NIEMANN-PICK DI TIPO C: DINAMICHE DELLA NEURODEGENERAZIONE

Nel loro lavoro, i ricercatori italiani si sono concentrati sulla malattia di Niemann-Pick di tipo C (NPC), all’origine della quale ci sono difetti nei geni NPC1 e NPC2, che codificano per due proteine coinvolte nel trasporto del colesterolo dentro e fuori dai lisosomi. Nei lisosomi, il colesterolo subisce una prima serie di modifiche (esterificazione) che ne consentono il trasporto verso altre sedi cellulari (l’apparato di Golgi e il reticolo endoplasmatico), dove esso può essere usato come substrato per nuove reazioni che consentono la vita della cellula stessa. Se le proteine NPC1 e NPC2 risultano assenti o mutate, il colesterolo e altri lipidi si accumulano nei lisosomi suscitando una serie di effetti dannosi a carico di diversi organi, fra cui fegato, milza e sistema nervoso centrale.

Indagando i meccanismi alla base del danno neurologico, i ricercatori hanno riscontrato diverse somiglianze tra i ‘cortocircuiti neuronali’ che portano alla malattia di Niemann-Pick di tipo C e quelli tipici di altre malattie neurodegenerative: oltre all’iperfosforilazione della proteina Tau e alla formazione di grovigli neurofibrillari e di placche amiloidi, i processi neurodegenerativi, l’accumulo di colesterolo e le conseguenti anomalie lisosomiali sono propri di patologie quali l’Alzheimer.

L’omeostasi del colesterolo, in particolare, sembra giocare un ruolo importante nello sviluppo del danno neuronale correlato alla malattia di Niemann-Pick di tipo C, ruolo che è importante  approfondire attraverso ulteriori studi: infatti, l’alterazione del trasporto del colesterolo verso i lisosomi potrebbe essere causa (diretta o indiretta) della morte per apoptosi dei neuroni noti come cellule del Purkinje, innescando così l’attivazione della microglia e degli astrociti e la secrezione di proteine pro-infiammatorie.

Il dibattito sull’impiego dei farmaci ipocolesterolemizzanti in pazienti con Niemann-Pick di tipo C è molto acceso - non sembrano funzionare al meglio per ridurre il danno cognitivo - mentre è da tempo disponibile una terapia a base di miglustat, un farmaco che è impiegato anche per la malattia di Gaucher e che è in grado di inibire la sintesi dei glicosfingolipidi. Miglustat è indicato per il trattamento dei sintomi neurologici in pazienti pediatrici e adulti affetti da Niemann-Pick di tipo C, dal momento che sembra essere in grado di stabilizzarne o rallentarne la progressione.

FARMACI MA NON SOLO: ESERCIZIO FISICO E ALIMENTAZIONE

Accanto alle terapie farmacologiche, con gli anni è emerso prepotentemente il ruolo dell’esercizio fisico e della fisioterapia nella prevenzione e nel trattamento di varie malattie neurodegenerative.
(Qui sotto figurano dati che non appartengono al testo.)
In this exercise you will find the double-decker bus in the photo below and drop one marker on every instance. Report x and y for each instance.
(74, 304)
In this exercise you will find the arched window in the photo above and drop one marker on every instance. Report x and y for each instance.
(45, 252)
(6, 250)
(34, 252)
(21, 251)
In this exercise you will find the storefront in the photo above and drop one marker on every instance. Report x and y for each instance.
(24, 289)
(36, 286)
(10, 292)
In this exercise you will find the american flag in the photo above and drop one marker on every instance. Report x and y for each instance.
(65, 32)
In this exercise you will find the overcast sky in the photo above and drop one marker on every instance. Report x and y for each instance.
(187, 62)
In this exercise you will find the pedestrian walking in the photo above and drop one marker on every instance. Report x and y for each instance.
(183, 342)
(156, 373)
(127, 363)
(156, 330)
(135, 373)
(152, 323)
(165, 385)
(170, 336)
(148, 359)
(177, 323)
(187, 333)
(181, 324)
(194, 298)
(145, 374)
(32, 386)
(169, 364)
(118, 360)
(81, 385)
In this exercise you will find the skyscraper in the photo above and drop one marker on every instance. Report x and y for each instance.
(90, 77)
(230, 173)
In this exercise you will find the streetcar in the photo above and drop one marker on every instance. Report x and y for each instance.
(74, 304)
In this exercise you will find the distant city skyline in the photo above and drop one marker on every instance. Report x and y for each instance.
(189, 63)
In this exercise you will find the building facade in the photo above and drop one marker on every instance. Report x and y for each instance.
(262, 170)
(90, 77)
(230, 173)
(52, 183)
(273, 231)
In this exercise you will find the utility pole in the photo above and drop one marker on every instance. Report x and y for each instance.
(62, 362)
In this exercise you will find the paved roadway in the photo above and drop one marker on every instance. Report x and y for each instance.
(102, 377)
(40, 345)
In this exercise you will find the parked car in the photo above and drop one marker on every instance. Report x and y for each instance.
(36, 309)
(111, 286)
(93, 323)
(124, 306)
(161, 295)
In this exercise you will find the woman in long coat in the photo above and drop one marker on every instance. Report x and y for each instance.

Infatti, un’attività fisica regolare sembra favorire il rilascio in circolo di proteine e metaboliti capaci di influenzare la funzionalità neuronale, migliorando la trasmissione del segnale in diverse regioni del cervello. 

Dal punto di vista dell’alimentazione, la dieta chetogenica trova impiego in pazienti affetti da varie malattie metaboliche ereditarie che presentano disturbi convulsivi: pertanto, essa può essere suggerita anche negli individui affetti da malattia di Niemann-Pick di tipo C che già assumono miglustat, per ridurre l’attività convulsiva e migliorare gli effetti collaterali gastrointestinali legati alla terapia farmacologica: studi sui modelli animali di malattia hanno infatti portato a riconoscere il beneficio degli antiossidanti nel ridurre lo stress cellulare. Infine, l’integrazione della vitamina E nella dieta sembra poter ritardare la perdita di peso, migliorando la coordinazione e la funzione locomotoria, nonché i sintomi neurologici.